The hoper arrives at the honey hole, fortunately right on the tide. What a coincidence.

He flings a rusty old popper into the honey hole, landing 80cm short of the main snag. A big perch looks up inquisitively, then wanders out for a closer inspection. But as he gets closer, the imitation bait fish connected to a heavy monofilament leader is ripped through the water, skipping over the surface at a rate of knots the perch has never seen before.

“WTF was that?” he thinks, before shyly slinking back into his hole.




Hunters understand their quarry, study fish habits, plan tides, preferred lures, flies or baits and execute a well-planned attack.

The hoper usually grabs a poorly-maintained outfit from the garage, a packet of frozen prawns, a case of beer and heads to the nearest overfished section of water.

Guess which one catches more fish? Maybe a simplistic summary, but it can be applied to every facet of an angler’s approach.


To become a hunter, we need to get inside the mind of a fish and literally turn them on. Landing your bait or artificial in the zone is half the battle – so get your casting right.

Next we need to feed that fish, not just hope it will eat. And there are triggers to getting certain species to eat. Barra are a great example: landing the lure centimetres from their lair is essential.




The hunter also knows the first twitch of that lure needs to be short and sharp, he doesn’t want to pull the lure out of the strike zone with the first rip of the rod tip. It’s a wiggle, a pause, a jiggle, pause – keep the lure in the zone.


Hopers on the other hand, blindly cast and wind the lure aimlessly – and they may get lucky.

Hunters are also aware of their leader and line visibility – clear water needs lighter leaders, more often than not.

Know your quarry, how hard is their jaw? How do they strike? Big thick hooks on light rods won’t penetrate a jewfish mouth…

What angle is the rod held to set that hook? High rod angles put little pressure on the hook end.


Hunters know how to make every twitch of the rod impart an action in their lure or soft plastic. There is very rarely a wounded baitfish in the ocean that lives for long. If you want a bait, fly or lure to get eaten, then make it look vulnerable and wounded. Some lures impart their own action, while others require input from the angler using rod manipulation.

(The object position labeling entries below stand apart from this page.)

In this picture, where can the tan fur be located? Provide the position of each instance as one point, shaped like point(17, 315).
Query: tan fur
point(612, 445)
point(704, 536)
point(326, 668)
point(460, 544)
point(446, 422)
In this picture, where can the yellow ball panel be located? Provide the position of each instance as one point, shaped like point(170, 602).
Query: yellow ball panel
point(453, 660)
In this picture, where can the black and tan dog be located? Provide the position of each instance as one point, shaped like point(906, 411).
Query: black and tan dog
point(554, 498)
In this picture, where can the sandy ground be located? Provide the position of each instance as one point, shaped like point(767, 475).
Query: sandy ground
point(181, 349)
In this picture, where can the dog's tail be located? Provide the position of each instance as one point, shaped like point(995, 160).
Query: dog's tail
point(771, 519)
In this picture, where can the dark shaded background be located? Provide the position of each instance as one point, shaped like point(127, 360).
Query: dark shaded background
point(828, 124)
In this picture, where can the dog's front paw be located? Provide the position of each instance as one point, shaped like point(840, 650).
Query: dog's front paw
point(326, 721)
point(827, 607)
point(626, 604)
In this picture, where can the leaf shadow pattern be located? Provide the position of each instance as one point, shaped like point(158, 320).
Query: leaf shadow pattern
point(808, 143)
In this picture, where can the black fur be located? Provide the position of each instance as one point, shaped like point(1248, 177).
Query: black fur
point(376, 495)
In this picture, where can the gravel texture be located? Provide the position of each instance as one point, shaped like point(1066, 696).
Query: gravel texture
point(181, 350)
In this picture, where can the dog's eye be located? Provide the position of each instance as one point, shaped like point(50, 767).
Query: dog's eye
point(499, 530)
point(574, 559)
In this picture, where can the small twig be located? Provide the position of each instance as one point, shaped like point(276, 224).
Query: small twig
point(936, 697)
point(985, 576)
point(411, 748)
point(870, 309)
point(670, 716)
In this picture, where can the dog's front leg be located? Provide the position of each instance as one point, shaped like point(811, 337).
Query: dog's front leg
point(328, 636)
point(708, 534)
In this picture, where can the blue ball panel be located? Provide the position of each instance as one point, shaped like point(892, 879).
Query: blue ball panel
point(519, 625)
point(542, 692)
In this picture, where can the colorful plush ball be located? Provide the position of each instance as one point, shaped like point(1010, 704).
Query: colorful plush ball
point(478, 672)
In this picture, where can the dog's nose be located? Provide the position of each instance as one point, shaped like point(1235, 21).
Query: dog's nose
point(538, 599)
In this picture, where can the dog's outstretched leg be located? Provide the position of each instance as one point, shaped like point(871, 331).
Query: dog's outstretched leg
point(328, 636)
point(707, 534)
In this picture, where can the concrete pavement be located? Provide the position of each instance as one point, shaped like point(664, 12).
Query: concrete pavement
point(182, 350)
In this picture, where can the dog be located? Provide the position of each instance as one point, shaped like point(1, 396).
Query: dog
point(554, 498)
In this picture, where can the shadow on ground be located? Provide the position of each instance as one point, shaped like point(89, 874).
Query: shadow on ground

From choosing tackle right down to tides, casting and retrieves, the hunter knows their quarry and makes their own luck, whilst the hoper dangles a line and gets pissed on the bank – not that some would have a problem with that.





  1. More wobble, more gobble – get that lure or fly to appear wounded.
  2. Mix it up – vary retrieve speeds to work out what can trigger an attack. Pelagic fish may like speed, bass may want subtle twitches.
  3. Increase your chances – plan your tides to correspond with high feeding times (early morning and late afternoon).
  4. Stay sharp – plan your tackle from butt to tip and keep it maintained.
  5. Be a nerd – keep a fishing diary.